Nome Region Energy Assessment
Many remote Alaskan communities have installed diesel- powered plants for electrical generation in an era when the fuel was at a lower cost. Not only has fuel increased in cost but transportation of fuel has supplied a multiplier effect. The study provided planning and decision-making capability about coal as compared to alternatives including wind, geothermal, and gas.
University of Alaska – Fairbanks—Power Plant Upgrade In Progress
The University of Alaska at Fairbanks is a research institution housing the Arctic Energy Technology Development Laboratory. The need for the coal-fired power plant expansion allowed for the opportunity to explore a conceptual design to incorporate research platforms for education and research and development regarding coal gasification, biomass gasification, solid fuel to liquid, CO2 capture, and other energy related issues.
Alaska Coal Regional Assessment—In Progress
Despite the large coal resources in the Arctic, Alaska’s coal is largely categorized as hypothetical. Research is being conducted to provide a technical basis that would support characterizing more of Alaska’s estimated coal resources from hypothetical to demonstrated reserves. Once the data is collected, it will be made available in the hydrocarbon GIS system used by State, Federal, and local sources.
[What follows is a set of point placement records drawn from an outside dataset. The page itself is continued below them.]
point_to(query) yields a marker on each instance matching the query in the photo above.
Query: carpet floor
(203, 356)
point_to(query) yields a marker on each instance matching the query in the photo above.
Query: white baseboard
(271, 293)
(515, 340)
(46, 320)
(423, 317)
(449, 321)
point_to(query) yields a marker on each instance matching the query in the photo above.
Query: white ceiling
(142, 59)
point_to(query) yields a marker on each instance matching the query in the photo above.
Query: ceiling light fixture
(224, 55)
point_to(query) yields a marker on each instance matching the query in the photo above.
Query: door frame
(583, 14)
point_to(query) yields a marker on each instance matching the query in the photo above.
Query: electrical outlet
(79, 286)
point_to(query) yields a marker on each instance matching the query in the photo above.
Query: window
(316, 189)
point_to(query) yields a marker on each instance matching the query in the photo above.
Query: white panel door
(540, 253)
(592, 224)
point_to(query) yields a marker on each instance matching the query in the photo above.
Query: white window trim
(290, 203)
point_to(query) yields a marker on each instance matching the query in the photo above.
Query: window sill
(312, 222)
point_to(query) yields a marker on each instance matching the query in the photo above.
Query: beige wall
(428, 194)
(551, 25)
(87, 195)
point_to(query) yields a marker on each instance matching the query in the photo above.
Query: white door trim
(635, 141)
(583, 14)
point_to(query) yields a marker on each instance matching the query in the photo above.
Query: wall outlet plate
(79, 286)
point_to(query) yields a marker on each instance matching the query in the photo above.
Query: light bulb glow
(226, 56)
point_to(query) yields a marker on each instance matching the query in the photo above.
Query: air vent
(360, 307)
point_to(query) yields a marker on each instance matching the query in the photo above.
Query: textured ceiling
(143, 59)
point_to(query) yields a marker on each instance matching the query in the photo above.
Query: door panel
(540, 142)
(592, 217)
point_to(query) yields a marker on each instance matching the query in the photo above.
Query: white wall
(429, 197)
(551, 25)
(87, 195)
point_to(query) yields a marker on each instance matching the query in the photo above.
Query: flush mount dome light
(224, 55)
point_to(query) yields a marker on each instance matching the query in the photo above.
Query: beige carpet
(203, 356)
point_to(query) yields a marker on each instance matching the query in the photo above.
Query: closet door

Beluga Coal Gasification Feasibility Study — Phase I Final Report.
The Beluga Field coal is part of a 1.4 billion short ton measured reserve in the South Central region of Alaska. The study investigated the feasibility of gasification for power generation or export. The study concluded that a sufficient coal existed to supply the needs of a plant, markets existed for product, and local plants could be retrofitted from a technical and economic stand point.
Alaska Coal Gasification Feasibility Studies—Healy Coal-to-Liquids Plant
The Usibelli Coal Mine in the interior region of Alaska has accounted for most of the 1,500,000 short tons produced on average per year in the Arctic. Combined with a shortage of natural gas to feed a manufacturing plant, gasification was investigated as a means to supply the raw materials. The study concluded that a 14,640 barrel-per-day Fischer-Tropsch liquid using 4 million tons of coal per year was technically and economically feasible.